On a nice day, the three ants began their ascent of the tree.
But after only 10 meters, the two companion ants turned around. They found the forest’s wide, empty, lifeless spaces quite frightful. Mainly, the large dark trees visible at different distances around them appeared threatening.
They preferred being back in the dense vastness of their anthill, with all the other ants whom they knew and with whom they could communicate in their own way – and where they had the customary work, without the need for confusing thought.
Our ant now climbed, alone and lonesome, further up the tree, in order to see just once the whole world and possibly also to understand it.
After a long climb, the dark crown of the tree was reached, with interwoven branches of several adjacent trees. What a strange world – but one without any such life as that of the ants. Was there any different life at all anywhere?
Then the climb continued beyond the dense crown of the tree to the highest branches reaching into the open sky. There was even more emptiness around the ant than anywhere before. One could look over the forest to ever more distance, as over a surface of waves.
But what did the ant see in the greatest distance? It looked like an extended wall – it was a range of mountains. This did not exist anywhere in the world of the ants. Why did it exist up here, in the distance? How did it originate? What sense did it make?

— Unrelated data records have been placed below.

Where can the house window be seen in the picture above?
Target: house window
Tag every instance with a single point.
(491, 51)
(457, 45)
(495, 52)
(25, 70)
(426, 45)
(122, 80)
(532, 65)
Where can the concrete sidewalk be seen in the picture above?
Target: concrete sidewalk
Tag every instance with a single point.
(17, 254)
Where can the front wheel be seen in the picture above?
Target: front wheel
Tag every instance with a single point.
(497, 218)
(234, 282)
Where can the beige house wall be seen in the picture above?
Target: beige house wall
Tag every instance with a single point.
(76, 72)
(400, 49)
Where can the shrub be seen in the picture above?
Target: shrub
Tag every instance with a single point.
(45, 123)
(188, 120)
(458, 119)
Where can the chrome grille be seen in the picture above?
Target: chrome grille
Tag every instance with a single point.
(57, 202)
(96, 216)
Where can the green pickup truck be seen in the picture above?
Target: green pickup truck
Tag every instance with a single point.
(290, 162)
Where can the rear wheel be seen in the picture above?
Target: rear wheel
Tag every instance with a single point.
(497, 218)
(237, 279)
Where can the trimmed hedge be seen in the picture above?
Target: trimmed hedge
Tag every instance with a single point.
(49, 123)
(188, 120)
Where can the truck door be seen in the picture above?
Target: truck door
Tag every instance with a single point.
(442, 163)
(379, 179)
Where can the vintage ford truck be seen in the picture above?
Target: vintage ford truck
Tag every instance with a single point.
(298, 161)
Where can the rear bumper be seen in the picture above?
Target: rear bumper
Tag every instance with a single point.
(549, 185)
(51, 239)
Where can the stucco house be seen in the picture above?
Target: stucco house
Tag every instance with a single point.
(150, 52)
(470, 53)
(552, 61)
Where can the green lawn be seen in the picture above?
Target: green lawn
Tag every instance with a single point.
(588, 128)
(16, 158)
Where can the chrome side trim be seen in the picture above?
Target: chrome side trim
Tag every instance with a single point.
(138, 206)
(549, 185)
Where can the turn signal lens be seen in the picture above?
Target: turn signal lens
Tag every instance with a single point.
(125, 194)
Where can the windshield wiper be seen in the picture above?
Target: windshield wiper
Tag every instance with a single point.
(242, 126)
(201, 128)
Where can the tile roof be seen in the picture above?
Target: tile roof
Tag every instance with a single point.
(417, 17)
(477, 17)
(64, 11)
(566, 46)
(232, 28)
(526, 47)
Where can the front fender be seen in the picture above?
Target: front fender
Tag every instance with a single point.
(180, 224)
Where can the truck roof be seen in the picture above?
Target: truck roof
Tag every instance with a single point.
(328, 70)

After the last part of the ant’s climb, a surface of water became visible at the foot of the mountains, immensely larger than the puddles that could form after a rain close to the anthill.
Now it became clear to the ant that the mountains had risen out of the water, then forests had covered the mountains, and last, the anthill appeared as the highest form of life in this world!
Did the immense width of this view have any meaning for the life of the ants, possibly on a much higher level? What, then, was the meaning of the lives of the ants?
A small bird – as strange as a meteorite – came flying through empty air, aiming for the ant! But it had quickly hidden itself.
After this horrifying experience, the ant chose to climb down again. Arriving below, the ant hesitated one short moment before reentering the hill, once more looking up the tree into that other, so much larger world – which, after all, was also the ant’s world – or had now become the ant’s world.
The ant reentered the anthill. There it was warm and connected with many others, all of them pursuing their meaningful tasks.
But there was no way to communicate with others about this excursion. They did not understand our ant; actually, they did not want to know or care very much about the strange larger world – in which they, however, were embedded, too. Wasn’t life in the anthill interesting enough, occasionally exciting or dangerous and, ultimately, meaningful enough?
Our ant became a bit of an outsider. It had to try hard to be like all the others, to be fully accepted.
The ants continued to concentrate on the eggs and the small larvae, which came forth to become another generation of ants, to spend the same life in the anthill as any generation would again.
Then, a violent wildfire raged through the forest. Only ashes remained of the anthill – soon blown away by the wind. All memories of that one ant and its view were lost.